By Tamas Mondovics
The question of assigning deputies to each elementary school have once again took center stage following last month’s arrest of a Riverview man for exhibiting a firearm within a 1,000 feet of school property.
According to Hillsborough County Sheriff’s detective, Larry McKinnon, an HCSO deputy was working extra-duty at Terrell Sessums Elementary School in Riverview, and was alerted by a school crossing guard as well as several children about a man with a gun walking on the sidewalk along Ramble Creek Dr. directly in front of the school.
McKinnon said that the deputy saw a man later identified as Dillon Conn, 25, holding a gun and making no effort to conceal it.
“Conn reportedly appeared agitated as he exhibited the weapon in a careless, threatening manner,” McKinnon said.
Confronting Conn, the deputy with his weapon drawn gave him clear instructions to stop walking towards him and to drop the gun onto the ground.
Witnesses said that Conn stopped and screamed that the deputy would have to shoot him because he was not going to put the gun down.
Conn was transported to the Orient Rd.
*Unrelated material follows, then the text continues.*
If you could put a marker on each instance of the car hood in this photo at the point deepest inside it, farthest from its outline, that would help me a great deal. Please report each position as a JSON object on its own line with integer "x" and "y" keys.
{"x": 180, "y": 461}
Jail for booking without further incident.
After a closer inspection, Conn’s weapon, which originally was thought to be a medium caliber semi-automatic handgun, turned out to be a gas powered BB pistol, however it did not display a red tip on the end of the barrel that most BB pistols have.
The Hillsborough Sheriff’s Office and Tampa Police Department decided to temporarily staff schools with officers and deputies full-time until a long-term solution can be worked out, which gives no guarantee that deputies will be on-site next year. The estimated cost to add full-time officers at all elementary schools in Hillsborough County next year is $4 million. According to HCSO Lieutenant, Chad Chronister, while the incident ended without anyone hurt, the suspenseful situation at Sessums only supports the department’s efforts of taking weapons off the street.